FP8 Profile Selected on A10G and A100 GPUs Causes Startup Crash#
On A10G and A100 GPUs, when NIM_MODEL_PROFILE is not set, the FP8 profile can be selected even though FP8 quantization requires a minimum GPU compute capability of 8.9 (which corresponds to Ada Lovelace and Hopper GPU architectures). This causes a startup crash with the following error:
pydantic_core._pydantic_core.ValidationError: 1 validation error for VllmConfig
Value error, The quantization method modelopt is not supported for the current GPU.
Minimum capability: 89. Current capability: 86.
Workaround: Explicitly set NIM_MODEL_PROFILE to a BF16 profile to bypass automatic profile selection. To list available profiles and find the correct profile ID for your model, run the following command:
docker run --rm -e NGC_API_KEY=$NGC_API_KEY ${NIM_IMAGE} list-model-profiles
Then start the server with the BF16 profile:
docker run ... -e NIM_MODEL_PROFILE=${BF16_PROFILE_ID} ...

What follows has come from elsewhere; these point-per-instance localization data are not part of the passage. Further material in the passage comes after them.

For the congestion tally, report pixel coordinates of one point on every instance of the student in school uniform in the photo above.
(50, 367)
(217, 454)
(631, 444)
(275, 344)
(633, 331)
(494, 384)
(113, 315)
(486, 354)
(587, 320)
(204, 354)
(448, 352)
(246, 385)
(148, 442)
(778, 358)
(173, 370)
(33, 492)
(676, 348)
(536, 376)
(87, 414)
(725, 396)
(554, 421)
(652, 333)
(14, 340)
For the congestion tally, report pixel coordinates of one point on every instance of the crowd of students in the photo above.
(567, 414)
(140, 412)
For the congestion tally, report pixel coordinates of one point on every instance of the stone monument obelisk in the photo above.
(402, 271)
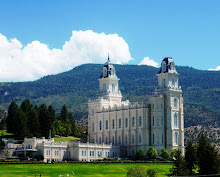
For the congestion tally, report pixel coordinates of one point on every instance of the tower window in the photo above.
(176, 138)
(153, 121)
(93, 124)
(100, 125)
(104, 87)
(113, 87)
(139, 138)
(175, 103)
(175, 120)
(126, 122)
(113, 123)
(132, 139)
(106, 124)
(119, 123)
(140, 121)
(132, 121)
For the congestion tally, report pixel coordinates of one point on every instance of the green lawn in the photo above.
(53, 170)
(63, 138)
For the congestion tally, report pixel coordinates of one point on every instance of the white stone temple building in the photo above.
(158, 123)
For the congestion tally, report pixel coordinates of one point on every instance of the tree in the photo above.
(64, 115)
(164, 154)
(173, 153)
(140, 154)
(46, 123)
(152, 153)
(151, 172)
(136, 171)
(35, 123)
(20, 130)
(179, 165)
(13, 108)
(190, 157)
(208, 159)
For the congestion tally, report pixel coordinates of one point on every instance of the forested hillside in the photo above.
(201, 90)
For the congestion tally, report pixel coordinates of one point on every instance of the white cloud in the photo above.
(149, 62)
(30, 62)
(217, 69)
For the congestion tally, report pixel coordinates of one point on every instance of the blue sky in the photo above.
(186, 30)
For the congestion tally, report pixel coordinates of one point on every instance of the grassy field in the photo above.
(69, 138)
(96, 170)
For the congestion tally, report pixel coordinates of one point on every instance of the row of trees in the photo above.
(28, 121)
(201, 157)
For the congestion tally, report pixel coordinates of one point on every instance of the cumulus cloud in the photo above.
(217, 69)
(149, 62)
(30, 62)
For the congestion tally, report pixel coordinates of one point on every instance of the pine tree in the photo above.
(20, 130)
(208, 159)
(13, 108)
(35, 123)
(179, 165)
(46, 123)
(190, 157)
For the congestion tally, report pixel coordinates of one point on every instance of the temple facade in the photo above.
(157, 123)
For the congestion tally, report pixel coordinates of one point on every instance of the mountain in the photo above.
(201, 90)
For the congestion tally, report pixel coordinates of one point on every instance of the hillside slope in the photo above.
(201, 90)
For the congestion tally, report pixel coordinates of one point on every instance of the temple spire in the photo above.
(108, 58)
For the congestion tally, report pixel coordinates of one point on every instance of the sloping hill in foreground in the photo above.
(201, 90)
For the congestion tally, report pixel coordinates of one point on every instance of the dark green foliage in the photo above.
(34, 124)
(208, 159)
(164, 154)
(136, 171)
(151, 172)
(20, 130)
(190, 157)
(201, 90)
(13, 108)
(179, 165)
(39, 157)
(140, 154)
(152, 153)
(46, 122)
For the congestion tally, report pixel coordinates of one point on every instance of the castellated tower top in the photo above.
(108, 70)
(168, 66)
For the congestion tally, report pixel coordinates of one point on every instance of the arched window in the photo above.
(132, 139)
(119, 123)
(126, 139)
(113, 123)
(119, 140)
(113, 87)
(176, 138)
(132, 121)
(175, 103)
(139, 138)
(104, 87)
(126, 122)
(140, 121)
(93, 126)
(100, 125)
(175, 120)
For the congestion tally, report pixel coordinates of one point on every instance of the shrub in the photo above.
(140, 154)
(152, 153)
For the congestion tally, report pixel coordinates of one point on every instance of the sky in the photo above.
(44, 37)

FP8 MoE Models Have Degraded Performance on Blackwell GPUs#
Pure FP8 Mixture-of-Experts (MoE) models (for example, Nemotron Nano with FP8) on Blackwell GPUs experience degraded MoE throughput. Native Blackwell FP8 Grouped GEMM kernels are not yet available, so the flashinfer autotuner falls back to older-generation CUTLASS kernels during startup. The server starts successfully but with reduced MoE throughput.

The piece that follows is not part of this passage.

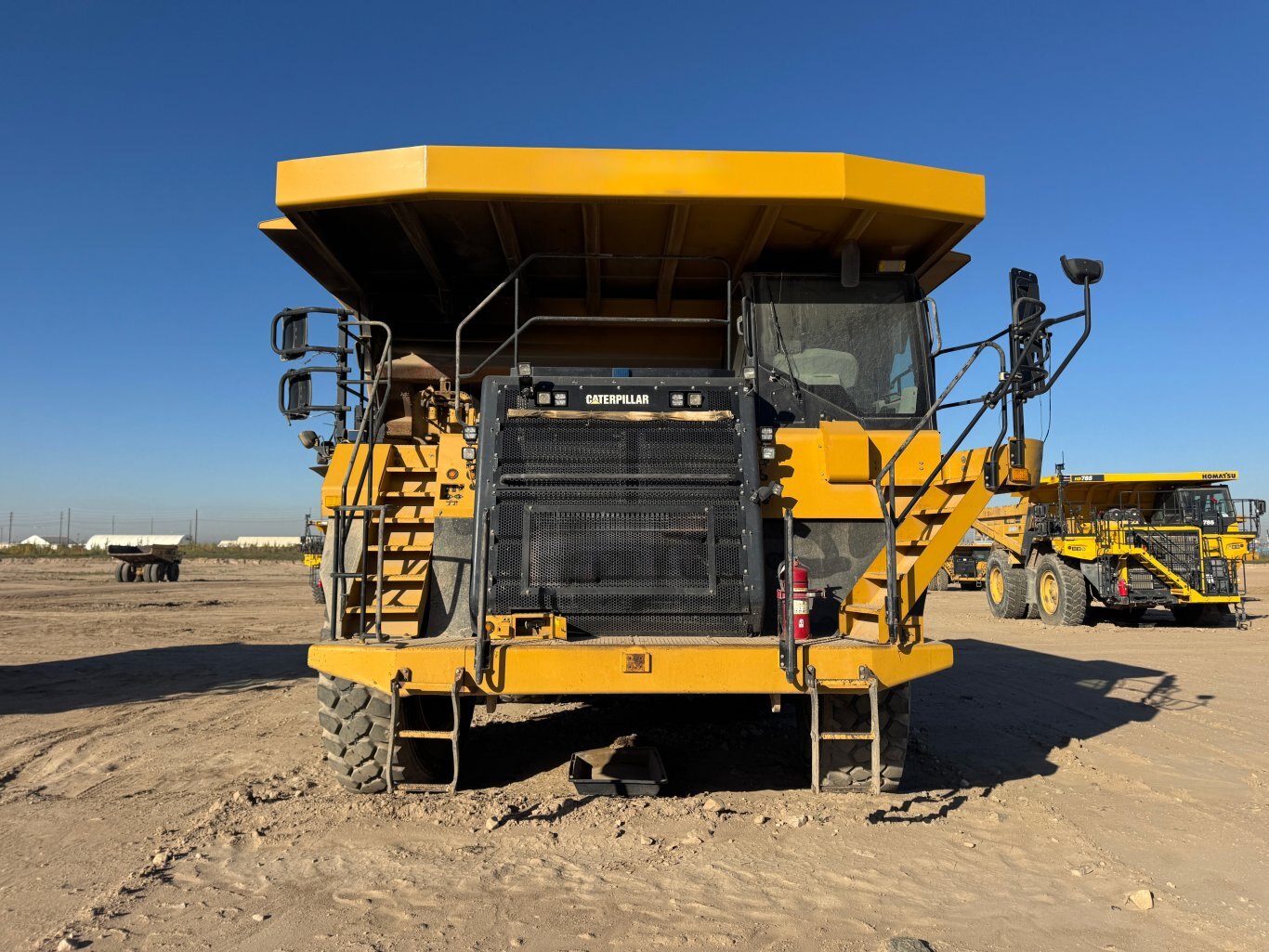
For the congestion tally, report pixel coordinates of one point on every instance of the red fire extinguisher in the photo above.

Workaround: Use NVFP4 quantization instead of FP8 for MoE models on Blackwell. NVFP4 uses Blackwell-native TMA kernels and is unaffected by this issue.
NVFP4 MoE Models Fail to Start on GB10#
NVFP4 MoE models (for example, Nemotron Nano) on GB10 GPUs may crash during startup with CUDA error: misaligned address during full CUDA graph capture. Dense NVFP4 models are unaffected.
Workaround: Set VLLM_USE_FLASHINFER_MOE_FP4=0.